Sur le plan individuel, il fautévoluer dans les comportements d’achats, mieux gérer son frigo en apprenant à acheter moins de yaourts par exemple, pour être sûr de ne pas devoir en jeter après la date limite de consommation, et peut-être évoluer vers des achats en vrac pour les produits secs.

Pourquoi ne pas mettre deux dates sur les produit frais : "consommer de préférence avant…", et la date limite de consommation, comme cela se fait en Suisse ?

Toutes ces questions sont sur la table. Cependant j’ai une ligne jaune, c’est la sécurité sanitaire.Pas question de baisser la garde là dessus. S’il faut des modifications législatives, nous regarderons, mais  cette exigence est fondamentale ! C’est le lien de confiance entre les citoyens et leur alimentation, entre les consommateurs et leur assiette. Il ne faut pas confondre la "date limite de consommation" et la "date limite d’utilisation optimale" (DLUO). Pour des gâteaux secs par exemple, le dépassement de la DLUO ne signifie pas que le produit n’est plus consommable, il peut avoir perdu certaines qualités, son croustillant par exemple, mais il reste parfaitement bon, sain  pour la santé, et ça on ne le sait pas forcément. Je dis oui à une meilleure information.

Ne risque-t-on pas de créer des circuits alimentaires parallèles ?

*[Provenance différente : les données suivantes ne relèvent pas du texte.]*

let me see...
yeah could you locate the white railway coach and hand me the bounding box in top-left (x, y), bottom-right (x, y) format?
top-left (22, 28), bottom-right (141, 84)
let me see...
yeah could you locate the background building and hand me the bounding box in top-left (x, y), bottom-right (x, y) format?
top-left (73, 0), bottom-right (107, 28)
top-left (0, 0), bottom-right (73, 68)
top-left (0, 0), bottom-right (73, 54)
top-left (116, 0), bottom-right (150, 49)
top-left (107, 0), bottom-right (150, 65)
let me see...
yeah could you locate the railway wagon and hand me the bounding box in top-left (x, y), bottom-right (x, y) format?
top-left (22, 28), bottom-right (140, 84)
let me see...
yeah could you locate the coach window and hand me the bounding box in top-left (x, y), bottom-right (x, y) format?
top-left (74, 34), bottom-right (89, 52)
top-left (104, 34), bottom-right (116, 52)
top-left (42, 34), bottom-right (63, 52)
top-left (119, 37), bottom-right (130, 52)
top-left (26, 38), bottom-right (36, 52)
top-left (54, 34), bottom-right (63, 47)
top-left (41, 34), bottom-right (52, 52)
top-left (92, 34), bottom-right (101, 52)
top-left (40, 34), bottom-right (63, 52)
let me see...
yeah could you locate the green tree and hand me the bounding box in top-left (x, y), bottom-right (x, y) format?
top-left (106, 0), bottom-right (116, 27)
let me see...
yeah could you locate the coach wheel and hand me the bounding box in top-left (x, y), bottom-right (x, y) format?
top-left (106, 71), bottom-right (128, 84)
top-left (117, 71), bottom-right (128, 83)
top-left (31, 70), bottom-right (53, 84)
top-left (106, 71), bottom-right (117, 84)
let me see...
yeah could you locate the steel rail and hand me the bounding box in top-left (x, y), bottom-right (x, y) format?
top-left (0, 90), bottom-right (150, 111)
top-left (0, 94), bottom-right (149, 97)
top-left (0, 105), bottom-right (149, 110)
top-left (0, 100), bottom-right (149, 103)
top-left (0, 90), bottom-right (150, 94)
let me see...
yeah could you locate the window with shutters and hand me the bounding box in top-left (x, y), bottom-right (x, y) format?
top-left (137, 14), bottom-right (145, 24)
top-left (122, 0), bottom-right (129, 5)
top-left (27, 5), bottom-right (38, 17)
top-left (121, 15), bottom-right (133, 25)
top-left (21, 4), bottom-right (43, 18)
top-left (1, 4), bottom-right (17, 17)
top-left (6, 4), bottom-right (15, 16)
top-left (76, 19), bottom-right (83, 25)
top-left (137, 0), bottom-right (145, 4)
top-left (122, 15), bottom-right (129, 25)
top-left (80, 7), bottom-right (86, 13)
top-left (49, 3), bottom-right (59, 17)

Pas du tout. C’est au contraire une démarche très respectueuse pour l’alimentation. Quand on prend conscience qu’il ne faut pas jeter, c’est une marque de respect pour les producteurs. La lutte contre le gaspillage a des ressorts profonds, c’est une reconnaissance de la valeur du travail.

Rencontrez-vous des blocages ?

Les blocages sont d’ordre technique et logistique. Une chose est de dire "plutôt que de jeter, je préfère donner", encore faut-il pouvoir savoir comment.

C’est là que se pose la question du ramassage des denrées, n’est-ce pas ?

Oui, bien sûr. Cela vaut pour nous-même, mais aussi pour des producteurs qui ont des invendus. Pour cela, il faut des circuits logistiques, donc il faut du transport, et beaucoup de pédagogie. On ne réussira cette bataille que si elle comporte une dimension éducative.